LA HORA DEL CAFÉ

Se trata de un «donnadie», de un borrachín, de un colgado, vete tú saber a causa de qué sustancia, que ha hecho suyo este barrio. Hacerlo, frecuentar un barrio (sobre todo para gente como esta) tiene sus ventajas, al final las caras nos resultan familiares y aunque nos ignoremos los unos a los otros, parece que lo habitual es un factor de convivencia, de una convivencia obligada, eso sí. El donnadie al que me refiero a mí no me ignora; tiene sus razones. Coincidimos por la mañana, cuando hago un descanso en la oficina y salgo a tomar café.

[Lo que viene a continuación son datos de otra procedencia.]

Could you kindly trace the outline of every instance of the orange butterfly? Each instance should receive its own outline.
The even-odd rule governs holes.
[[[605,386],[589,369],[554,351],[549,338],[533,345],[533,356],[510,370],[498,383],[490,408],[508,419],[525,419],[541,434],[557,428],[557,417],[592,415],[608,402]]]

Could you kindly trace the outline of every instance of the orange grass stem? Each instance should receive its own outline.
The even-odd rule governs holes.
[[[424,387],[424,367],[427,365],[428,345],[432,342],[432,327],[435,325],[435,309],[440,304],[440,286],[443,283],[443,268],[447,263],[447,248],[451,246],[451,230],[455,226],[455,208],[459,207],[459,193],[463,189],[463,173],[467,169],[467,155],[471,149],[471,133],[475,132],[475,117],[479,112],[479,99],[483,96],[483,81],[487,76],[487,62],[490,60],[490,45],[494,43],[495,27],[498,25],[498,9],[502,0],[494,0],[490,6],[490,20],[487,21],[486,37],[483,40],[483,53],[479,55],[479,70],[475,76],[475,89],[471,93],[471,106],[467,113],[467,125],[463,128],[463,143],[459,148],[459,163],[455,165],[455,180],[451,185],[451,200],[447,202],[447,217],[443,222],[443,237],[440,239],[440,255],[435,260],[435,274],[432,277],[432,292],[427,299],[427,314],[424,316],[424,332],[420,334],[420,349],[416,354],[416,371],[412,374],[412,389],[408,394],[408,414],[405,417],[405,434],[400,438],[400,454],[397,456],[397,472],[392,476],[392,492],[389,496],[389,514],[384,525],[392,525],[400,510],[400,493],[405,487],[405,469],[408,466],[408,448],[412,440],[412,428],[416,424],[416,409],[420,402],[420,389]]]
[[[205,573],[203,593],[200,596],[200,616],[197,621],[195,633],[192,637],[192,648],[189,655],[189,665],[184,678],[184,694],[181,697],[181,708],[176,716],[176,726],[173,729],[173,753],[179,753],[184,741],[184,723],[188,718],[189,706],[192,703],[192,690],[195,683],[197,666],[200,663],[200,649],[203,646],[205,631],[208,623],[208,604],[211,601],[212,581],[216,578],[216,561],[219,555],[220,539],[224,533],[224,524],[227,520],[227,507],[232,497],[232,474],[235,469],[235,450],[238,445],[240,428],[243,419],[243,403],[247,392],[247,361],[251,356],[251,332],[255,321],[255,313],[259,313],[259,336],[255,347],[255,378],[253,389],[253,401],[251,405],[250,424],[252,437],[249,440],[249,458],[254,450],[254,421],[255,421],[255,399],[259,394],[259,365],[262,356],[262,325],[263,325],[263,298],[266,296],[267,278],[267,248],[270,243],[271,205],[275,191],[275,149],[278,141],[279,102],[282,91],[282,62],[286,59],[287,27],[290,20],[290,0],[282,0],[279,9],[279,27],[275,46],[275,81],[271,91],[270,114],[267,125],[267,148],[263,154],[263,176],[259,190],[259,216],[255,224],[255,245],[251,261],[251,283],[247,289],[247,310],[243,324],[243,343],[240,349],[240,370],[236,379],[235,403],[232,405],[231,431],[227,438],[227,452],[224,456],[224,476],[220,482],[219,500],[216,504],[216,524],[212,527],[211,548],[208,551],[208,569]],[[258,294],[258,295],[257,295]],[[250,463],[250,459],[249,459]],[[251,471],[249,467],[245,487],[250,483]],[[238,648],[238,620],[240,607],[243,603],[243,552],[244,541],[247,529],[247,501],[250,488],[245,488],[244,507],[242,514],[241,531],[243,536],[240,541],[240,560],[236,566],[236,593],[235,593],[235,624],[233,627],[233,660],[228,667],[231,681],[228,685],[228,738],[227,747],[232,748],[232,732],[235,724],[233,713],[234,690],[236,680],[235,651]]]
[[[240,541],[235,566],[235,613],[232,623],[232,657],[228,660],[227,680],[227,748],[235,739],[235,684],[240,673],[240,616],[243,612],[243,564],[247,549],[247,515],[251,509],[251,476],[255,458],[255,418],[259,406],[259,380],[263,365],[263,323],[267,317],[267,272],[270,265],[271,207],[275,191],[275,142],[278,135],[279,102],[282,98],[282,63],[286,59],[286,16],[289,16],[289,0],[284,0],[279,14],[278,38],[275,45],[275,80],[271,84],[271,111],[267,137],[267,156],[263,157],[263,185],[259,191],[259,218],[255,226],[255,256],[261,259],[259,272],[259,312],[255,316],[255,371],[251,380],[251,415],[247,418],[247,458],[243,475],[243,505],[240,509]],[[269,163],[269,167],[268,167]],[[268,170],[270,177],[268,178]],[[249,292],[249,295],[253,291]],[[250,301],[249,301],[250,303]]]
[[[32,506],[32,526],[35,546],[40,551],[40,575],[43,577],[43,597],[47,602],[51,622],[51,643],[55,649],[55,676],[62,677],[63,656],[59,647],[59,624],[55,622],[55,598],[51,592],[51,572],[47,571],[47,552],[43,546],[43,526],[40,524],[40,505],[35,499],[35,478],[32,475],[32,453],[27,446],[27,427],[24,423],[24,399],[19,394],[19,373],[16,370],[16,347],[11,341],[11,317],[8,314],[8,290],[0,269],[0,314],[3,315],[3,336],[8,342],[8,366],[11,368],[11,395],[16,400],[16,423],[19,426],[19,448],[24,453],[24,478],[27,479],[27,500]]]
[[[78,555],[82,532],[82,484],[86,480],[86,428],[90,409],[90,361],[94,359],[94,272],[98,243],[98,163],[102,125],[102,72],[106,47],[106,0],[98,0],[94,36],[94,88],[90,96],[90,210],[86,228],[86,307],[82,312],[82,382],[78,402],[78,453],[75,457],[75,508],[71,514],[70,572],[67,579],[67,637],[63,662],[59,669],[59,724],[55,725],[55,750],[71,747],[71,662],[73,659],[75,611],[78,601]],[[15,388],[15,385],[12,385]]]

Desde dentro del bar lo veo escudriñar a través de la cristalera. Cuando me localiza, acomodado en el lugar que acostumbro hojeando el periódico, se dirige a la puerta y espera a que salga.
Una vez estoy en la calle, se me coloca delante y me hace el gesto de pedir tabaco, y yo le doy un par de cigarros, y él vuelve a extender la mano para que también le entregue unas monedas, y a veces se las doy y otras le contesto que no moviendo la cabeza. Jamás insiste, siempre se da la vuelta y se larga con el mismo trotecillo cansino.

Hoy, como todas las mañanas, he acudido al bar y abierto el periódico por donde acostumbro, reconozco que tengo mis manías. Al ver su fotografía allí, he mirado inmediatamente hacia afuera, a la puerta donde me espera y claro, no está. Colecciono nombres de personas que han dejado de fumar. He recortado su foto y añadido un comentario: «El donnadie de la hora del café».